Sleep for the health of it

Not only does a good night’s rest feel great, it also plays a vital role in our health.

Too little sleep can make you fatigued and sluggish, impacting your every day routine.

Too little sleep can make you fatigued and sluggish, impacting your every day routine.

Over 37 percent of adults get less than seven hours of sleep a night, according to the Centers for Disease Control and Prevention, compared to the recommended seven to nine hours. Sleep deprivation impacts nearly all aspects of human functioning. A person’s memory, communication skills, reaction time, situational awareness and ability to make decisions are decreased when sleep is insufficient. In addition to impaired cognition, one’s physiological health is impaired as well.

It is said that adequate sleep is just as important to health as nutrition and exercise is. Type 2 diabetes and undesired weight gain are two common consequences of not getting enough shut eye. Inadequate sleep affects your judgment, causing you to be more likely to choose unhealthy foods. It also affects our hormone levels that regulate hunger. The body will not be able to as effectively signal when it is full versus when it is hungry, causing you to eat more than you need. A Northwestern University study showed that night owls consumed 248 more calories a day than those who went to bed at a reasonable time. This adds up to a weight gain of over 25 pounds per year! Extra weight is associated with many diseases such as heart disease, cancer and arthritis. Additionally, too little sleep causes you to be fatigue, likely decreasing physical activity, which contributes to an unhealthy lifestyle.
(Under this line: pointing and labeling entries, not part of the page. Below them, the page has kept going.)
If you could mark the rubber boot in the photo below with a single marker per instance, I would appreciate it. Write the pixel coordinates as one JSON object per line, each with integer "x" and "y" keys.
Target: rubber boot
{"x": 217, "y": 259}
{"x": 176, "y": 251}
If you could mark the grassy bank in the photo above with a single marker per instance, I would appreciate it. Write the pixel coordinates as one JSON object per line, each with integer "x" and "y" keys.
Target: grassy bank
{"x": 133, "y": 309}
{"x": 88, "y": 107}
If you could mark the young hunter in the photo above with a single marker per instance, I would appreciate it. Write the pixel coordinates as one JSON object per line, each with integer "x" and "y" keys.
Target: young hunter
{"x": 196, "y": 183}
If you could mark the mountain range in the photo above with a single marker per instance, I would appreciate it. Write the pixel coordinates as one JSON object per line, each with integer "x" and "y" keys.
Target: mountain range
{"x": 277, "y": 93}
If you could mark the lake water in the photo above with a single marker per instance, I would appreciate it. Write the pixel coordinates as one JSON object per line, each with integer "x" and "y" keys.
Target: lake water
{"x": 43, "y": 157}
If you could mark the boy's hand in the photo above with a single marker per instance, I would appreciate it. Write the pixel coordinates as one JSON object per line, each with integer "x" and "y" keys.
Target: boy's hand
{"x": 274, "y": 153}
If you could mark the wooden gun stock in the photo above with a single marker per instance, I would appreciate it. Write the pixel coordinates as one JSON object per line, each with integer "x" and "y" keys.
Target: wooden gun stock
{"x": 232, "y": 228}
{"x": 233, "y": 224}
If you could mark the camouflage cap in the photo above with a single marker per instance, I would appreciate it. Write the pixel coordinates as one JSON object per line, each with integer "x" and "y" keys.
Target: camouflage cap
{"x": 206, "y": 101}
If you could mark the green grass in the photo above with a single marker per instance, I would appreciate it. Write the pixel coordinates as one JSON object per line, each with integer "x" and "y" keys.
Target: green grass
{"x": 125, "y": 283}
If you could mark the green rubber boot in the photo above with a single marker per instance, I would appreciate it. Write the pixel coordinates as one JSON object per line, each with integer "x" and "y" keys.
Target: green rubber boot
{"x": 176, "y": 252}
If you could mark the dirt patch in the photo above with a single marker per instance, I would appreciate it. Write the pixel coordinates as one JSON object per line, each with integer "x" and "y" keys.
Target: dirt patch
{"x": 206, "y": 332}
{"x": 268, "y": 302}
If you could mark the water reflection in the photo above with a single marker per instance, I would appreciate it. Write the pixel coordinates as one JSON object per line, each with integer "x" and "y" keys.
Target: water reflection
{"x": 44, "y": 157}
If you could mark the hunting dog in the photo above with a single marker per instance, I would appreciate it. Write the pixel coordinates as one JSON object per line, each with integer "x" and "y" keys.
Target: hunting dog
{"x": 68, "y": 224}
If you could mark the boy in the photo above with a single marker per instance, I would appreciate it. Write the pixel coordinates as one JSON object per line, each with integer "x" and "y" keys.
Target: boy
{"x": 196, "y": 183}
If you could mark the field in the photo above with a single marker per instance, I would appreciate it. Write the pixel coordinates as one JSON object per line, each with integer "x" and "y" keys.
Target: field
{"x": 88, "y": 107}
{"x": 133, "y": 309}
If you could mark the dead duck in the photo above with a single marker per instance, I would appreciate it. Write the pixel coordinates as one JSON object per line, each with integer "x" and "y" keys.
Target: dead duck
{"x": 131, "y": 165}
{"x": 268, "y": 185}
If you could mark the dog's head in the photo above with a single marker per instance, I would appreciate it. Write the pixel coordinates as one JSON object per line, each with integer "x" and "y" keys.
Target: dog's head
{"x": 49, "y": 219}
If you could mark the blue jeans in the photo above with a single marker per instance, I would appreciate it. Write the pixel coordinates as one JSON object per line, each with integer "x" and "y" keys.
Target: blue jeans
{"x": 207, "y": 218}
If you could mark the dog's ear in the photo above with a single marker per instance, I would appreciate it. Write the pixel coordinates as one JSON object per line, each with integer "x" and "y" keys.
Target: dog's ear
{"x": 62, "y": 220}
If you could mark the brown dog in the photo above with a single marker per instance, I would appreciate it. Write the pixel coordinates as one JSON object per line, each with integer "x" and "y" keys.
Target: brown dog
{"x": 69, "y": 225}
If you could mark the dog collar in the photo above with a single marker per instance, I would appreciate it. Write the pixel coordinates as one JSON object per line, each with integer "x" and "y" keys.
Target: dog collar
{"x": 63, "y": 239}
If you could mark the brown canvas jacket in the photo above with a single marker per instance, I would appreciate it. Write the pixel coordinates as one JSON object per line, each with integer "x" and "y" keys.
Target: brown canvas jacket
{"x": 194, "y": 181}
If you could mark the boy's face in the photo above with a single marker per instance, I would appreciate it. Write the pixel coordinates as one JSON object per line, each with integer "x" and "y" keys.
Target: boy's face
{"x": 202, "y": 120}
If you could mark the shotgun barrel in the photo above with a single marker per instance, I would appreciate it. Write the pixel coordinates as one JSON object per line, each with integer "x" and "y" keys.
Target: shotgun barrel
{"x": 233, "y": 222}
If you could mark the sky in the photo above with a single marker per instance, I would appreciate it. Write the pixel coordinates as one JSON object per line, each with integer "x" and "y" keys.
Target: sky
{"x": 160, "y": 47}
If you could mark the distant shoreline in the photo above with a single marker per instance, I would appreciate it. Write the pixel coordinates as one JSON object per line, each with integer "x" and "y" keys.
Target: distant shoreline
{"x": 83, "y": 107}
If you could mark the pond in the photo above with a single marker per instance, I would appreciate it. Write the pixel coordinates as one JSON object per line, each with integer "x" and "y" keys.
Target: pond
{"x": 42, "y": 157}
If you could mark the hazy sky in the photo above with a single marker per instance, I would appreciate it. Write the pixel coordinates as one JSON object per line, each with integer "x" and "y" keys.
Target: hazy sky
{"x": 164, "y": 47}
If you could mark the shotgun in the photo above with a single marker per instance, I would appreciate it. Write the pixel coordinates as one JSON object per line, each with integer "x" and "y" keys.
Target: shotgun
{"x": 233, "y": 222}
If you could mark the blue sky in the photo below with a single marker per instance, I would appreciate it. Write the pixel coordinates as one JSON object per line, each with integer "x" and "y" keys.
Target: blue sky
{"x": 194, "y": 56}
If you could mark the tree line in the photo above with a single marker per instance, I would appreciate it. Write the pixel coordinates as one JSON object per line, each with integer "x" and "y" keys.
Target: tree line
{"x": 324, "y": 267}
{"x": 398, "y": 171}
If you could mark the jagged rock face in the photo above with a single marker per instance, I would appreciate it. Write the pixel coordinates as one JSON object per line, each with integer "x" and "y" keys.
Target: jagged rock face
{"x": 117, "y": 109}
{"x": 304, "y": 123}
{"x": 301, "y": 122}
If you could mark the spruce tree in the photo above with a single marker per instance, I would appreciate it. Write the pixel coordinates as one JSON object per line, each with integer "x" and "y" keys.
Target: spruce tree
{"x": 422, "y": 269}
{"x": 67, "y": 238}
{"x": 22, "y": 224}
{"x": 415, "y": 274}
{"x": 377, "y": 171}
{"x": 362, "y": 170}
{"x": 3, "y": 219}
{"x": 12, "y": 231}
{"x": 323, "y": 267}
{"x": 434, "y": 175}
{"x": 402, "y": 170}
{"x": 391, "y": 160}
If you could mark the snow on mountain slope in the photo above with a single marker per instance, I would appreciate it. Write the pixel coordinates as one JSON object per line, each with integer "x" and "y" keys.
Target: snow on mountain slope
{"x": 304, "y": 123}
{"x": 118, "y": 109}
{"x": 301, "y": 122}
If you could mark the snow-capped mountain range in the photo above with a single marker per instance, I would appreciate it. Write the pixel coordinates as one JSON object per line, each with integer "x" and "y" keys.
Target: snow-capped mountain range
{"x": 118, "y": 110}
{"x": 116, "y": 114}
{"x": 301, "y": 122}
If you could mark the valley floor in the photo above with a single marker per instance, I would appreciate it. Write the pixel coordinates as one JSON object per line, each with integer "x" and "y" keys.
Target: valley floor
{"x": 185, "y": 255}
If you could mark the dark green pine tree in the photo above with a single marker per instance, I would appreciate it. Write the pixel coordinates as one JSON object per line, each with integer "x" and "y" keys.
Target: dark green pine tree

In today’s fast-paced world it may seem unfeasible to add an extra hour or two of sleep into your daily routine. Harvard Medical School provides tips to help increase sleep, in both duration and efficiency:

  • Avoid caffeine six hours before your desired bedtime
  • Be efficient with your time during the day to avoid any late night working
  • Be sure to sleep in a dark, cool room
  • Avoid eating a heavy, late night meal
  • Leave electronics out of the bedroom, stopping any screen time 30-60 minutes before bed

While you may think that guzzling coffee in the morning replaces any sleep you may have missed, it is not so. The only way to truly re-charge your body the way it needs is to get enough sleep. Challenge yourself to getting eight hours of sleep per night. Your mind and body will thank you!